Hará cosa de unos diez años yo solía utilizar el autobús para desplazarme a ciertos destinos que no vienen al caso. En dichas travesías era habitual encontrarse gente muy variada, aunque predominaba entre los viajeros la tercera edad.

Un pasajero habitual era un señor que todos los días subía en su parada, a la misma hora —las cuatro de la tarde—, pagaba su billete y, acto seguido, saludaba a todo el conjunto de los viajeros con un sonoro y enérgico «¡Buenas tardes a todos!». Algunos pasajeros le devolvían el saludo cordialmente, amenizados, sin duda, por esa cosa tan sencilla que es un saludo. ¿A quién iba dirigido? A nadie en particular; a todos los presentes.

La línea de autobuses a la que hago alusión cubría el transporte de pasajeros entre localidades pertenecientes a la comarca en la que vivo, algunas de ellas decididamente rurales. Yo pensaba, por tanto, que esta facilidad para el diálogo y la comunicación entre personas aparentemente desconocidas era característica y casi exclusiva de las gentes de los núcleos de población pequeños. También pensaba que, por tratarse de un entorno totalmente opuesto al mencionado, la gente de ciudad era menos comunicativa, hasta el punto de suponer que casi nadie conocía a sus vecinos más próximos. Mas, ¡qué grata sorpresa la mía!, cuando teniendo que viajar en reiteradas ocasiones en líneas de bus urbano, metro, etc. —hablo, por ende, de las más grandes urbes— observé muestras de cordialidad similares a las presenciadas en mi entrañable autobús «interaldeano».

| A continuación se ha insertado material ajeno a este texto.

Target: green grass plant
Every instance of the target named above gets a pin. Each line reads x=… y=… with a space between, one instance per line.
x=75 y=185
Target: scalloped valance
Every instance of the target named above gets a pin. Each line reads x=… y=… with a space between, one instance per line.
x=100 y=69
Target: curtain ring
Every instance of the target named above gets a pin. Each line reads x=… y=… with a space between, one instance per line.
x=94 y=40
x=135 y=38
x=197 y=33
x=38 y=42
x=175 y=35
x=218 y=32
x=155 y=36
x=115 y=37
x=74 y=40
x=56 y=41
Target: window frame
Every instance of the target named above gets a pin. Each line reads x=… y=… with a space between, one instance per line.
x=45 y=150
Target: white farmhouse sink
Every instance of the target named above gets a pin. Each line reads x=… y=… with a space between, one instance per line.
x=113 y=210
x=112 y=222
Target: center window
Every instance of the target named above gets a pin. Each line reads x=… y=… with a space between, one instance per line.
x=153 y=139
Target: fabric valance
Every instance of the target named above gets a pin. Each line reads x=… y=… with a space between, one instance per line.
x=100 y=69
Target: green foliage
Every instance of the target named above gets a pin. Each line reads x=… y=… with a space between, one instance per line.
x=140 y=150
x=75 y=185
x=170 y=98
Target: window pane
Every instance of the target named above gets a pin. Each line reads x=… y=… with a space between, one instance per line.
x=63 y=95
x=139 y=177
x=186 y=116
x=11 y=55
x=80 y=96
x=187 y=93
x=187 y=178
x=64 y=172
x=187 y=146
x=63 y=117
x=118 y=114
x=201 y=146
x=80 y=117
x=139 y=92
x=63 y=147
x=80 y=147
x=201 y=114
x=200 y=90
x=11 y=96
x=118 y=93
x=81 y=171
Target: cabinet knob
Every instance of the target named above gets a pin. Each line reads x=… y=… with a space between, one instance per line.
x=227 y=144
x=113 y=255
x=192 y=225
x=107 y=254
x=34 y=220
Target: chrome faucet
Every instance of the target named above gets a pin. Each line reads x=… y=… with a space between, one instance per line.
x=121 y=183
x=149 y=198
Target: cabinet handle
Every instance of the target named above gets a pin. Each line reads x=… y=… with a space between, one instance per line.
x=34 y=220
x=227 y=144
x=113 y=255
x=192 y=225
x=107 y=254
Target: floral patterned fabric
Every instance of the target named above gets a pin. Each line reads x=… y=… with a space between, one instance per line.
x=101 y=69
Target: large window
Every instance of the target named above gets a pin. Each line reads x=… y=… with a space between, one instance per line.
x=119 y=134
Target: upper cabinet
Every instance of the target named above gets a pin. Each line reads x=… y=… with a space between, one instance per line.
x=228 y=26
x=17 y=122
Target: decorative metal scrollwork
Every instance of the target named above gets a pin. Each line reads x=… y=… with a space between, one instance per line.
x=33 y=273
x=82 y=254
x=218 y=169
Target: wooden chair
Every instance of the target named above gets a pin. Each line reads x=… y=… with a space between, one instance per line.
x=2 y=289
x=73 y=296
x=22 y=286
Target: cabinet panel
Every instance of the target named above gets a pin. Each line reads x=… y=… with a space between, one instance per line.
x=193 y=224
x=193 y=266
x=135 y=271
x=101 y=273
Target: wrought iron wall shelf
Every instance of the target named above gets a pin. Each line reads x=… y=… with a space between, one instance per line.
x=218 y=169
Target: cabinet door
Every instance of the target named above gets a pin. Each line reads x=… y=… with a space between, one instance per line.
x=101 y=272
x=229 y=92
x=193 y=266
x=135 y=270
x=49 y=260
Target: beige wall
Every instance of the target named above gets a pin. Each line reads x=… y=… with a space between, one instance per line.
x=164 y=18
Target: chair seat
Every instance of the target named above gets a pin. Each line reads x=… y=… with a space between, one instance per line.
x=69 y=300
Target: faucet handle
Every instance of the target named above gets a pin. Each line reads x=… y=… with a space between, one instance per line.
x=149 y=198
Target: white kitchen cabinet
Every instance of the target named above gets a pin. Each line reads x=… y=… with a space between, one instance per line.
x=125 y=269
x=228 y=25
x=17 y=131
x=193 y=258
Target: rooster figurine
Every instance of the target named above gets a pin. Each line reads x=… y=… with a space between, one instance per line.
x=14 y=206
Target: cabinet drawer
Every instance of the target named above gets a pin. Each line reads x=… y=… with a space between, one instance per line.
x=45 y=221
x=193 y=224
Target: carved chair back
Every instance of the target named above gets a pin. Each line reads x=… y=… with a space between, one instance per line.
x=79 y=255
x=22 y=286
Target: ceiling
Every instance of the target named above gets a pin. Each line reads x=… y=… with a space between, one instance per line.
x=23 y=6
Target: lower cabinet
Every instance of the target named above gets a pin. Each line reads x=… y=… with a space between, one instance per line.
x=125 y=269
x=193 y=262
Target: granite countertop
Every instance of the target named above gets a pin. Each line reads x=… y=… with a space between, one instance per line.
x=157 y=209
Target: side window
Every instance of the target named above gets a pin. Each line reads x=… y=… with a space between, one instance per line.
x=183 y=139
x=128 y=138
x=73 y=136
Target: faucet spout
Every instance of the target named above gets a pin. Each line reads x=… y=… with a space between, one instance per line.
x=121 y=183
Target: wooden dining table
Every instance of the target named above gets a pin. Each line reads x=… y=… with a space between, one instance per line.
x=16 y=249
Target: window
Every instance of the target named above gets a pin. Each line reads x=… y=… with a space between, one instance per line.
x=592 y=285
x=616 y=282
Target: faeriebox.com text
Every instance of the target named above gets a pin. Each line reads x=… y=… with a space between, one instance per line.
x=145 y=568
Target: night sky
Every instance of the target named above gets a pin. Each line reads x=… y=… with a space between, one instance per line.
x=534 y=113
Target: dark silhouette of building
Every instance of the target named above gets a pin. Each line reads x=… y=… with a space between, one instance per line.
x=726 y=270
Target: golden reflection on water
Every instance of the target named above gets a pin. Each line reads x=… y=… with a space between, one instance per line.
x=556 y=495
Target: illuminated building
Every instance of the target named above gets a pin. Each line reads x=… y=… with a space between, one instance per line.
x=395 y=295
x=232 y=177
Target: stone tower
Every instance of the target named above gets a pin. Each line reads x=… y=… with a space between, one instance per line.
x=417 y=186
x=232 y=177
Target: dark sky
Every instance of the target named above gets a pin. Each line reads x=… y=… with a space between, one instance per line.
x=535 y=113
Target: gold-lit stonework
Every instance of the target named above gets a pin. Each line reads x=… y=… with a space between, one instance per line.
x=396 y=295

Este hecho me dio que pensar, y todavía no estoy seguro de lo que haya podido sacar en limpio de mis cavilaciones. La cuestión es que no importa el número de habitantes de una zona; creo que la justificación de este afán comunicativo se halla en algo mucho más fundamental. La respuesta la hallo en otras bonitas observaciones de mi entorno.

En otra ocasión, saliendo yo de casa me encuentro con la muy amable señora vecina mía, que me pregunta:

―Oes! Cando ven o teu pai?
―Pois seguramente virá agora, para o verán; depende de se teñen boa pesca ou non.
―Está ben. Veña, adeus!
―Adeus!

De repente, me veo inmiscuido en una conversación en la que se me interroga acerca de la situación laboral de mi padre. Pero lo cierto es que se agradece ese interés, sea éste con un verdadero afán de preocuparse por la gente conocida o bien por mera cortesía. Pocas conversaciones así de breves tienen la capacidad de hacernos sentir mejor, apreciados, valorados por el prójimo. Lo triste de este asunto es que este tipo de conversaciones son iniciadas por la gente mayor con mayor frecuencia que por las nuevas generaciones —entre las cuales aún me incluyo—. Paradójicamente, las personas más jóvenes, dotadas de teléfonos móviles de última generación y de otros sistemas de comunicaciones inimaginables hace un par de décadas, resultan ser las menos comunicativas. ¿Qué nos pasa?